The Urchin fired its guns, lobbing shells at the enemy. But the true wrath came from the Guramis' dryships. Slender cannons unfurled upon their tops like sprouting plants, organic and graceful. They bloomed open, flowerlike, and blasted out pulsing globs of energy. The pulses shattered the scum pods. Centipedes spilled out, only for the dryships to fire bolts of light, searing the creatures in space.
"Damn!" Addy said, watching from the Urchin's bridge. "Fish can fight, man!"
Ben-Ari nodded. "They can fight. And our work is not done." She raised her chin and stared out at the stars. "We will find more allies on the way to Abaddon. This is the great hour for all free civilizations. All the galaxy will rise."
They rejoined the fleet, traveling through hyperspace for another few light-years. Then the Urchin emerged from the funnel again, flying toward another planet.
This time, they flew toward a rainforest world, a planet with no oceans but a vast network of rivers and trees that grew hundreds of meters tall. Ben-Ari and her platoon descended in a shuttle through mist. Among the trees, they found vast cities built of wood, rope, and crystal. A race of sentient aliens called the Silvans lived here. Their torsos were disk-shaped and coated with thick brown fur. Eight eyes blinked on one side of their bodies, while mouths and nostrils breathed on the other side.

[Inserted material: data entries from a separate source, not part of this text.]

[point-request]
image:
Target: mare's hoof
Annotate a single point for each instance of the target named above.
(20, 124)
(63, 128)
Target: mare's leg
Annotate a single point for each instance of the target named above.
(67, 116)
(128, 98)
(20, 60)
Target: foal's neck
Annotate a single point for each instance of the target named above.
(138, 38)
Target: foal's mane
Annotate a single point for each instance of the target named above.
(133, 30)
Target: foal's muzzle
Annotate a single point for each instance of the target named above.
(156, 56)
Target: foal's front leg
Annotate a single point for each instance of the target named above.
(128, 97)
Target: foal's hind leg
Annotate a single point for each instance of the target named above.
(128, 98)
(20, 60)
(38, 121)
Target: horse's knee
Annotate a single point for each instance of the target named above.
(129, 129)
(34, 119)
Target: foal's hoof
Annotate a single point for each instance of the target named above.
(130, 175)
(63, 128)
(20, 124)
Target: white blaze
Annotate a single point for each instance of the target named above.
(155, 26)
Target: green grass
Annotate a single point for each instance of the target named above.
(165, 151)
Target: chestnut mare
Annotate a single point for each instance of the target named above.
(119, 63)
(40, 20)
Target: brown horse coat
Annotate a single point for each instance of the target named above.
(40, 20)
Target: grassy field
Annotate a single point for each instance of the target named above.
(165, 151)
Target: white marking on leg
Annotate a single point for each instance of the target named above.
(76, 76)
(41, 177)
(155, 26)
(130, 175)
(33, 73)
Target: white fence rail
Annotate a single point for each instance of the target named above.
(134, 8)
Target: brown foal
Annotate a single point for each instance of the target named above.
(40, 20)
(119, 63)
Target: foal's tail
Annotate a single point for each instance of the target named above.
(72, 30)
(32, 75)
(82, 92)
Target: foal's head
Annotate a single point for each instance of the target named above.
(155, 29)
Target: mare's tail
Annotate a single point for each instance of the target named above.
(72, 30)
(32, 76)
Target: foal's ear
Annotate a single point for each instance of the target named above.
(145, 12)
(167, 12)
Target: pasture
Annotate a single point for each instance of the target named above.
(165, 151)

Six prehensile tails grew in a ring around their bodies, able to grab the branches, use tools, and build starships.
"They look like a cross between spiders, starfish, and monkeys," Addy said, which Ben-Ari had to agree with.
"We will help you," the Silvans said, speaking by clicking and clacking their teeth, which Ben-Ari's communicator translated into English. "The scum have infected many of our trees with rot and have overrun our moons. We will fight them."

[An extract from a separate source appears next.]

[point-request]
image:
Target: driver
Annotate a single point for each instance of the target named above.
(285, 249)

The Silvans raised four hundred starships built of
crystals and amber, and through gemstones the size of boulders, they could fire photon beams to sear open scum pods. Soon these ships from the jungle world, like the Guramis' ships full of water, flew with the human fleet.
At another world, they found a battle raging. It took a hundred Firebirds to descend to the planet and destroy the scum crawling across it. It was a beautiful, sunny world, its hills alive with singing flowers. A race of aliens lived here, shaped like living harps. Their vocal cords were outside their bodies, golden and thin, which they plucked with elongated fingers, communicating with music. Their fingers could also build tools, and they had built starships from gold and steel, full of many strings to pluck instead of buttons to press. Those harp-ships could blast forth deadly laser beams, and hundreds of them rose to fly with the fleet.
World after world, Ben-Ari raised the civilizations of the galaxy. All those who had suffered under the scum. A world where floating, living spheres of metal communicated using magnetic fields. A world of aliens composed of gassy clouds, portable souls who moved in suits of armor left over from an earlier stage of their evolution, like hermit crabs in abandoned shells. A world of aliens formed from intelligent beams of light, massless creatures who were able to control the minds of animals on their world, harnessing their physical bodies to build their starships, like ghosts possessing flesh. A world where swirls of liquid ink lived in bubbles, able to raise floating starships that could blast out electricity. A world with creatures not unlike Earth animals, with four limbs and a head, but who were microscopic, no larger than dust mites, yet able to raise floating cities the size of scum pods and fire nuclear weapons. A world of sentient plants, moving on roots, who flew ships which Addy described as giant flowerpots. A species of intelligent moss that coated asteroids, able to hurl their stony vessels at enemies.
Some worlds could only send a handful of starships. Some could send fleets of hundreds. But all joined the fight. All hated the scum. Dozens of species, the civilizations of this small corner of the Milky Way, of this vast cosmic arena, rose together.